C'est en 1482 que s'opère un tournant dans l'histoire de la future commune quand Jacques Le Pelletier, fils de l'une des plus riches familles de la grande bourgeoisie rouennaise et lui-même grand armateur et marchand, acquiert la seigneurie de Martainville. Déjà propriétaire d'un hôtel particulier à Rouen où il occupe bientôt la fonction de conseiller-échevin, il fait bâtir un château à Martainville durant la régence d'Anne de Beaujeu, la sœur aînée du futur Charles VIII. La Renaissance n'a pas encore fait son apparition en France. La date de 1485 gravée sur la clef d'une fenêtre de la tour sud-est ne précise pas la date de la construction mais celle du premier aveu rendu par un Le Pelletier au suzerain dont dépendait le fief de Martainville, l'abbaye Saint-Ouen de Rouen.

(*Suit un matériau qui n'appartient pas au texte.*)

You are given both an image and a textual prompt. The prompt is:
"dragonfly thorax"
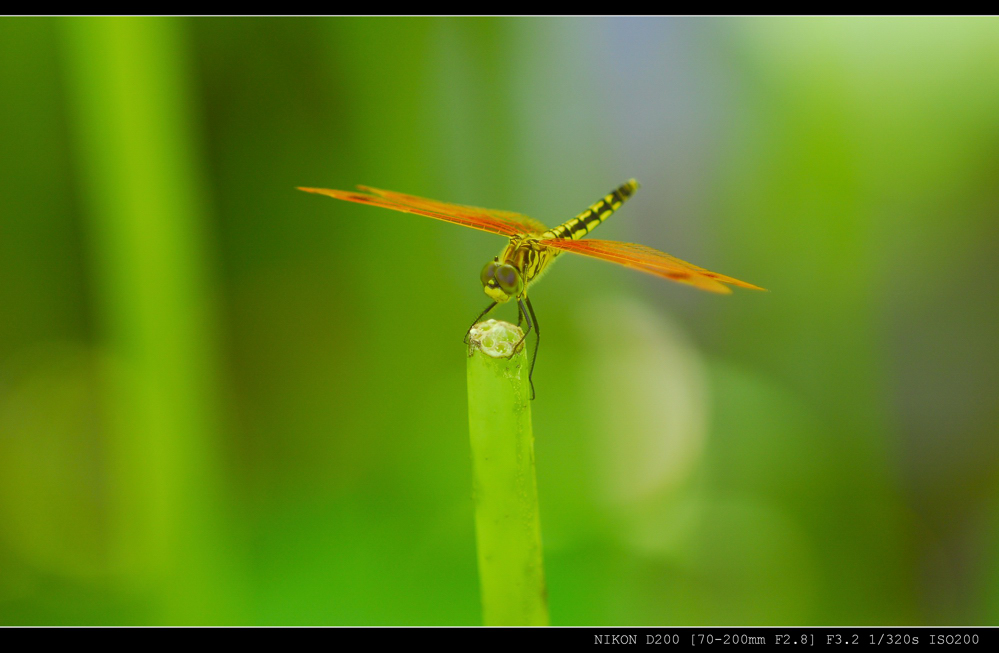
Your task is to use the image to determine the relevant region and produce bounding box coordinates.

Les données historiques invitent à voir une campagne de remaniement opérée par Jacques Le Pelletier lui-même. En effet, un événement majeur semble s’être produit dans sa vie autour de 1500 : Richard Le Pelletier, son frère cadet, meurt en 1499, et Jacques, qui hérite de tous ses biens, décide d'arrêter définitivement les activités marchandes de la famille. C'est sans doute à ce moment que Jacques décide de transformer sa demeure campagnarde « en forme de château ».
En 1510, le neveu de Jacques Le Pelletier décide de mettre le château féodal au goût du jour en détruisant le premier mur d'enceinte trop proche du château, comblant le fossé primitif et faisant ouvrir, dans la maçonnerie de brique, des portes et fenêtres, aux linteaux joliment galbés. Le pont-levis devenu sans objet cède la place à une porte surbaissée sous une petite loggia polygonale d'inspiration flamande-espagnole, éclairée de trois fenêtres. L'aspect général du château reste dans son état primitif, avec ses quatre grosses tours cylindriques cantonnant le corps de logis et rappelant les nécessités de la féodalité, mais la Renaissance égaie cet ensemble et surtout rend la demeure plus confortable. Durant la seconde moitié du XVIe siècle, les travaux sont interrompus par les guerres de Religion.
Le château restera par la famille Le Pelletier, devenue de Martainville jusqu’en 1757. Le dernier de la lignée meurt cette année-là sans héritier direct. En 1757, le domaine passa, par héritage, à Geneviève-Antoinette Couture, puis aux Le Viguer, Fautereau, Sénarpont et Villers, toujours par héritage. Il restera habité jusqu’en 1870 par différentes familles par le biais des successions. C’est à partir de cette date pendant la guerre franco-prussienne que le château va connaître quelques ennuis. D’abord saccagé pendant la guerre, il sera ensuite laissé à l’abandon.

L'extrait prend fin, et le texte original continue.